Die Verlagerung von Fertigungsumfängen nach Indien bietet für europäische Unternehmen Kostenvorteile bei den Arbeitsintensiven Schritten der Composite-Verarbeitung. Dennoch birgt der Aufbau neuer Produktionsstätten in Schwellenländern auch Risiken. Verzögerungen bei Zertifizierungsprozessen, langwierige Zollabwicklungen für Spezialchemikalien und Harze sowie logistische Distanzen zu den europäischen Endmontagelinien von Airbus in Toulouse und Hamburg erfordern eine präzise Steuerung der Lieferketten.

Ausblick auf die Weiterentwicklung der Partnerschaft

Mit dem festgelegten Produktionsstart Ende 2027 verbleiben den Partnern FACC und Kineco rund eineinhalb Jahre für den technischen Transfer, den Aufbau spezieller Werkzeuge und die Schulung des Bedienpersonals. Das Jahr 2026 steht im Zeichen der Einrichtung der Fertigungslinien und der Herstellung von Testbauteilen, die weiteren Erprobungen unterzogen werden.

Sollte der Serienanlauf Ende 2027 erfolgreich verlaufen, erscheint eine spätere Erweiterung des Kooperationsumfangs möglich.
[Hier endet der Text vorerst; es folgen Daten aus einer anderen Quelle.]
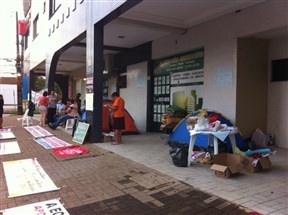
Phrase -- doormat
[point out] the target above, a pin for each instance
(37, 131)
(7, 148)
(70, 151)
(92, 153)
(46, 207)
(6, 134)
(25, 177)
(51, 142)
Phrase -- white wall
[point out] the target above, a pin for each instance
(135, 95)
(278, 96)
(9, 92)
(219, 39)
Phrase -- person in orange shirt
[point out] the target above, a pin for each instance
(118, 109)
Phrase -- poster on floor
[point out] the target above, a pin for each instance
(51, 142)
(26, 177)
(49, 207)
(37, 131)
(70, 151)
(7, 148)
(6, 134)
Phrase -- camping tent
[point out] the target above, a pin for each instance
(181, 135)
(130, 127)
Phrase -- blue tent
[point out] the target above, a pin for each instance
(181, 135)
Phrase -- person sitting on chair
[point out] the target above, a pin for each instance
(71, 112)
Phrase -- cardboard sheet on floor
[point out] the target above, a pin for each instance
(53, 206)
(9, 148)
(25, 177)
(51, 142)
(70, 151)
(37, 131)
(6, 134)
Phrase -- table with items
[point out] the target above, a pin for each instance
(217, 135)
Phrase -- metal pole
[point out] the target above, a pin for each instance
(19, 72)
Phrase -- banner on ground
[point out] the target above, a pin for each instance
(37, 131)
(51, 142)
(81, 132)
(25, 177)
(9, 148)
(6, 134)
(49, 207)
(70, 151)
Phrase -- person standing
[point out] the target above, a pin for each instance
(118, 122)
(78, 100)
(52, 104)
(1, 110)
(43, 107)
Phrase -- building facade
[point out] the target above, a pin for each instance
(226, 61)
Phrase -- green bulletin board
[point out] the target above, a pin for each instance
(81, 132)
(178, 82)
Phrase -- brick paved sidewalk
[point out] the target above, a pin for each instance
(106, 183)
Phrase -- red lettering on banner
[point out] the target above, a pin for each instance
(39, 210)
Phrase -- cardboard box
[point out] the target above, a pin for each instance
(225, 165)
(108, 137)
(259, 164)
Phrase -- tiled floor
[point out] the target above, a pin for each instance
(138, 177)
(265, 192)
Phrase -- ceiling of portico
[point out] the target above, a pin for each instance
(151, 20)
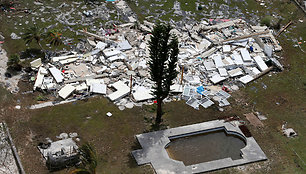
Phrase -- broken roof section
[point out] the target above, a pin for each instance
(228, 54)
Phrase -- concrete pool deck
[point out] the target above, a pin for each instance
(153, 149)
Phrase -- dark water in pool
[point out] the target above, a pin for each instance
(205, 147)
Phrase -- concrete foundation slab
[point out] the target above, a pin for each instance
(154, 143)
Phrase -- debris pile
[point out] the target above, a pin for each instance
(60, 154)
(215, 58)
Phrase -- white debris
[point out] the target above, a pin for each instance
(66, 91)
(109, 114)
(56, 74)
(260, 63)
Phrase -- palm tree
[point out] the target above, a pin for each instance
(88, 159)
(33, 33)
(54, 37)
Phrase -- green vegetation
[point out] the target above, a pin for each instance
(88, 160)
(54, 37)
(41, 98)
(14, 63)
(113, 137)
(163, 58)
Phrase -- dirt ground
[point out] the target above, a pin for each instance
(113, 137)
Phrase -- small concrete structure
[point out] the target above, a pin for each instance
(154, 143)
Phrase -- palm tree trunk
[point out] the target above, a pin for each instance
(159, 111)
(42, 51)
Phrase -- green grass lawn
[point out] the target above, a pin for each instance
(113, 137)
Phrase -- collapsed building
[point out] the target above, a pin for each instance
(60, 154)
(215, 57)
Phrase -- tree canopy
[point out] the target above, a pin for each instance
(164, 50)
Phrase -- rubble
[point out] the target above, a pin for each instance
(212, 58)
(60, 154)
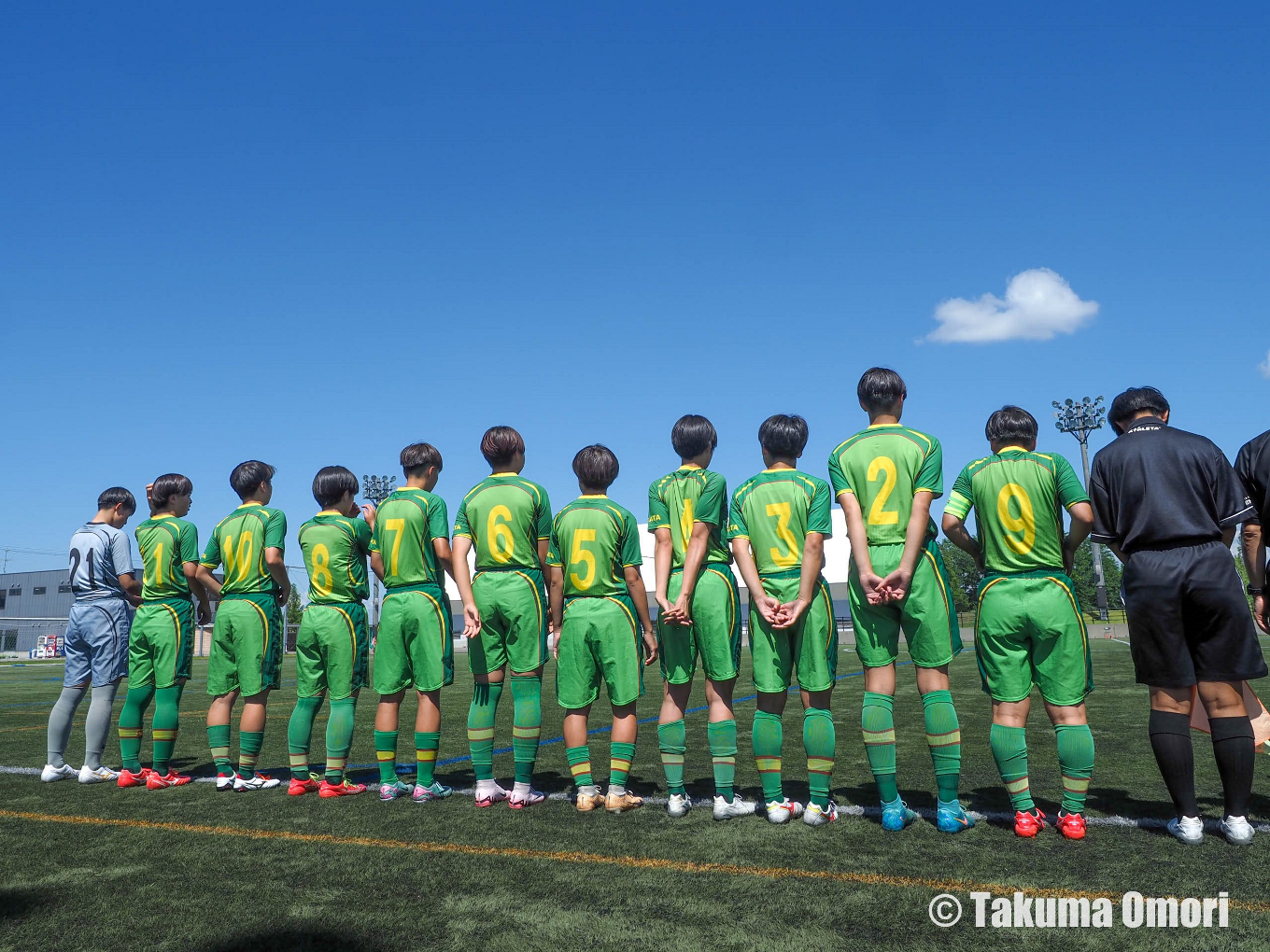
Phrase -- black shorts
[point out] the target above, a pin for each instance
(1189, 619)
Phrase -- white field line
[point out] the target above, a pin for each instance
(1142, 822)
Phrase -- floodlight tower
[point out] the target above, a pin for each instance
(374, 490)
(1081, 419)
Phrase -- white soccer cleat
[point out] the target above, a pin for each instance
(258, 781)
(51, 775)
(101, 775)
(678, 805)
(818, 817)
(723, 810)
(1188, 829)
(1237, 831)
(783, 810)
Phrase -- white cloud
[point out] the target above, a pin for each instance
(1037, 305)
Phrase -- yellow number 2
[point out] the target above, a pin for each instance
(582, 556)
(501, 543)
(878, 514)
(1020, 529)
(782, 511)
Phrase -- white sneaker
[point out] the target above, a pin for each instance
(51, 775)
(101, 775)
(783, 810)
(817, 817)
(1188, 829)
(723, 810)
(678, 805)
(258, 781)
(1237, 831)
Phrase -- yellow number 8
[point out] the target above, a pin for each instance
(1020, 529)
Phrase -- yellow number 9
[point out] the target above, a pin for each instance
(1020, 529)
(501, 543)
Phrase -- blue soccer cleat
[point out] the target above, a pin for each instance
(950, 818)
(896, 815)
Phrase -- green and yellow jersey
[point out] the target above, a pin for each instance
(504, 517)
(884, 468)
(593, 539)
(334, 547)
(775, 511)
(1019, 497)
(165, 542)
(405, 527)
(684, 497)
(239, 541)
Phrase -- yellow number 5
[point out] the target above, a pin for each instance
(582, 556)
(782, 511)
(1020, 529)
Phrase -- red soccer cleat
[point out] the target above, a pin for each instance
(1071, 825)
(154, 781)
(1029, 822)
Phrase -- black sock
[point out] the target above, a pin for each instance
(1170, 740)
(1235, 751)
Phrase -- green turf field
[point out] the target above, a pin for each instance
(190, 868)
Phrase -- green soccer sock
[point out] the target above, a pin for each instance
(878, 727)
(819, 740)
(219, 741)
(165, 726)
(300, 730)
(579, 765)
(249, 751)
(944, 737)
(385, 751)
(768, 737)
(480, 727)
(620, 755)
(339, 737)
(1009, 751)
(131, 718)
(528, 722)
(1076, 762)
(426, 744)
(672, 740)
(722, 736)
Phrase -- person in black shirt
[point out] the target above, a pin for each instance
(1167, 503)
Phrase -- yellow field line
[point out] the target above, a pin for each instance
(769, 873)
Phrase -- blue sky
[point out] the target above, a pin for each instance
(313, 233)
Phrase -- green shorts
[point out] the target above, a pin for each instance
(926, 616)
(600, 644)
(1029, 631)
(415, 644)
(162, 642)
(332, 651)
(514, 621)
(808, 651)
(715, 630)
(247, 646)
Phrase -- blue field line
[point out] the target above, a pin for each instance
(450, 761)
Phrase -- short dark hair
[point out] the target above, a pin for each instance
(783, 434)
(247, 476)
(881, 387)
(418, 458)
(692, 436)
(596, 466)
(116, 496)
(1011, 424)
(332, 483)
(1133, 401)
(170, 483)
(501, 444)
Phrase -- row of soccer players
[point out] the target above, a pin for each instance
(578, 577)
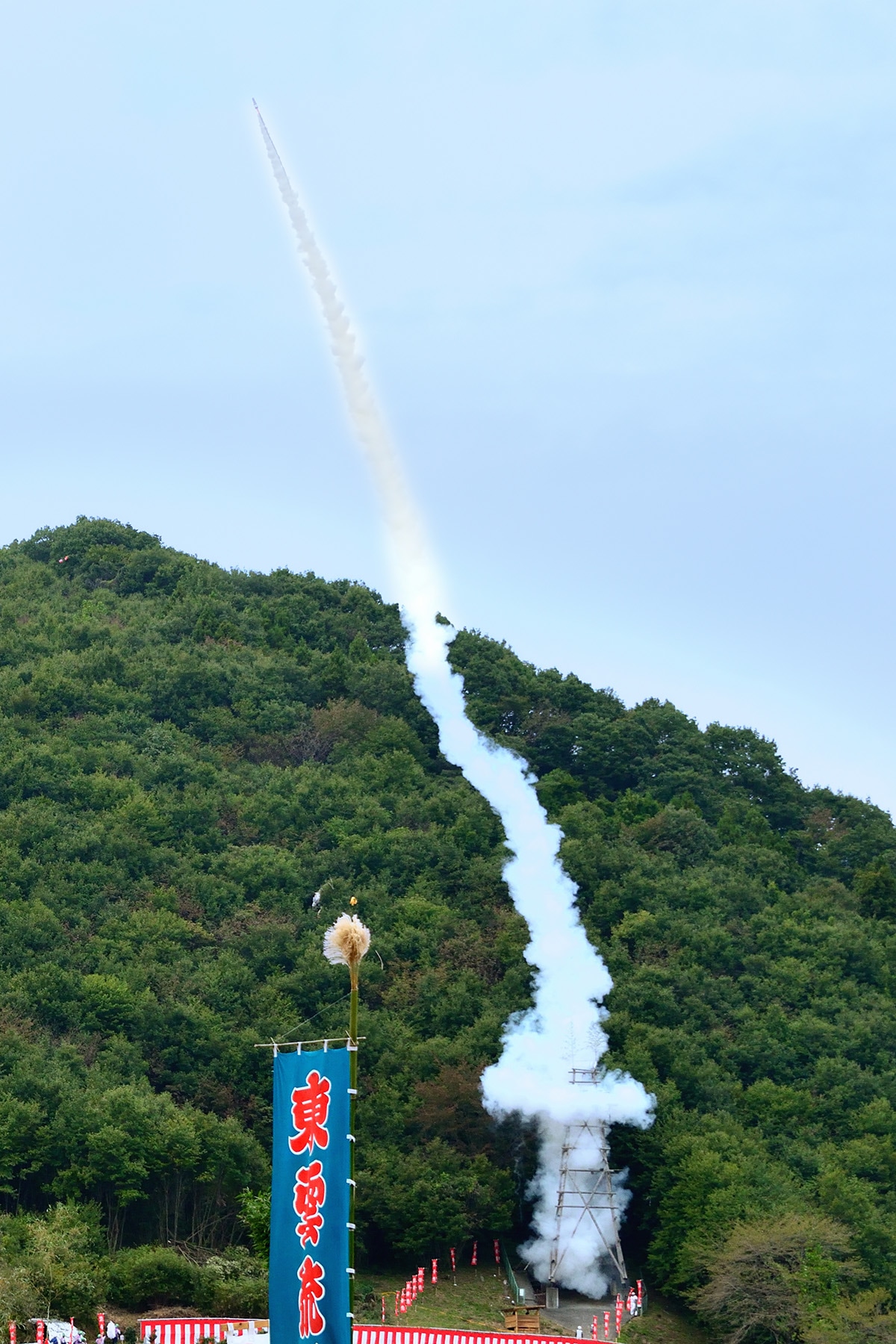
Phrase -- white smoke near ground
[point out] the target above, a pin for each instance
(563, 1027)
Sowohl FACC als auch Kineco haben signalisiert, die Zusammenarbeit bei entsprechenden Marktbedingungen weiter vertiefen zu wollen. Die Partnerschaft zeigt veranschaulichend, wie europäische Luftfahrtzulieferer ihre globalen Wertschöpfungsketten neu strukturieren, um den doppelten Anforderungen von Kostenoptimierung und Kapazitätserweiterung gerecht zu werden.